Large US population-based databases have estimated the rate of bilateral salpingo-oophorectomy (BSO) at the time of hysterectomy for benign indications to be 46.4%.  When stratified by age, the rates of oophorectomy in women 45-49 years is approximately 60%, and in women >55 years is 65-75%. Studies have shown increase in all-cause mortality, coronary heart disease and cardiovascular death in women with BSO <50 years.  These risks may be modified with hormone therapy. BSO has also been shown to increase risk of cognitive impairment and dementia, as well as increase long-term risks of depressive and anxiety symptoms. While BSO has been shown to reduce incidence of ovarian and breast cancer, there are conflicting studies on the impact of BSO on colorectal and lung cancer. Clinical indications for BSO in premenopausal women include women with increased genetic risk for ovarian cancer (BRCA 1, BRCA 2, and Lynch Syndrome) and endometriosis.

Women who do not make progress in cervical dilatation at less than 4 cm can be managed expectantly, with analgesia and rest as needed.  They generally have good outcomes and can often deliver vaginally with no further complications, similar to women who did not have a prolongation of the latent phase of labour.  According to the SOGC Clinical Practice Guideline on Management of Labour, “Dystocia cannot be diagnosed prior to the onset of labour or during the latent phase of labour; caesarean section carried out at this time for an indication of dystocia is inappropriate.”  The end of the latent phase is subject to reassessment, the transition to an active phase is easier to diagnose retrospectively.  A description of labour curves suggest that the end of the latent phase may be at 6 cm, rather than 4 cm and that overall progress is slower than that originally described. Each obstetrical unit must decide the definition of entry into the active phase of the first stage of labour.  Regardless, intervention for a diagnosis of presumed dystocia is inappropriate in whatever may be considered the latent phase.  Women should be allowed the opportunity to advance in labour, which many will do if given time, and achieve a vaginal delivery and avoid a caesarean delivery.
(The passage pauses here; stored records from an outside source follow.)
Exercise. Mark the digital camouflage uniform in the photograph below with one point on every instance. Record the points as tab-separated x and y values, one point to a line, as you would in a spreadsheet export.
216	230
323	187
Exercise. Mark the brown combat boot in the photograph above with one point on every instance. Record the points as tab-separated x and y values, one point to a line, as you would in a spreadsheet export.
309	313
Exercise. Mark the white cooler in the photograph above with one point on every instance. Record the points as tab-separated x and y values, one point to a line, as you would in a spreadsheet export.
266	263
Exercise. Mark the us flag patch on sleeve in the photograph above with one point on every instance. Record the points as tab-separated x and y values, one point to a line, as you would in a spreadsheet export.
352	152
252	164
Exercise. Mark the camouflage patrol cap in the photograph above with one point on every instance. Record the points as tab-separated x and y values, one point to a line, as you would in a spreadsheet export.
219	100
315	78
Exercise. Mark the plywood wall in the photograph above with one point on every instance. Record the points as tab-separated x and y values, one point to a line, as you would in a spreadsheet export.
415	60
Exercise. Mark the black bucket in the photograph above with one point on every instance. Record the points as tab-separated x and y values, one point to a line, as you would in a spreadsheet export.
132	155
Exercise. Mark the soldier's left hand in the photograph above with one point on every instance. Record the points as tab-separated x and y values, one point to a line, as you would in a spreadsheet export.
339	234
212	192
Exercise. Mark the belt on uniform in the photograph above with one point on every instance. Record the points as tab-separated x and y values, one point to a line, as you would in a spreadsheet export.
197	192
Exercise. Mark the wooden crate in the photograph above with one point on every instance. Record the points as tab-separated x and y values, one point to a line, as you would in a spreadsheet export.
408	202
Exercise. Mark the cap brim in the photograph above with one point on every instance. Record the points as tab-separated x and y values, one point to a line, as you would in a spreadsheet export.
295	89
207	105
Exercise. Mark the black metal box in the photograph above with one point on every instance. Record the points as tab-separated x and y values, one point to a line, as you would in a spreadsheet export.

The likelihood of preterm delivery and also the gestational age need to be carefully considered when contemplating the use of antenatal corticosteroid therapy among pregnant women. The efficacy of such therapy is highest when the course is given 24 hours to 7 days prior to delivery. Administration more than 7 days before delivery leads to reduced benefit and potentially unnecessary adverse effects . Trials enrolling pregnant women from 24 + 0 to 34 + 6 weeks gestation at high risk of preterm birth show that antenatal corticosteroid therapy significantly reduces perinatal death, respiratory distress syndrome, and intraventricular hemorrhage in the infants who in fact delivered pre-term. Evidence from cohort studies shows a significant reduction in perinatal mortality among infants exposed to antenatal corticosteroid therapy at less than 24 weeks gestation.  Women between 22 + 0 weeks and 23 + 6 weeks gestation at high risk of preterm birth within the next 7 days should be provided with a multidisciplinary consultation regarding the high likelihood for severe perinatal morbidity and mortality, and associated maternal morbidity. Steroids should be given if intensive care for the baby is planned.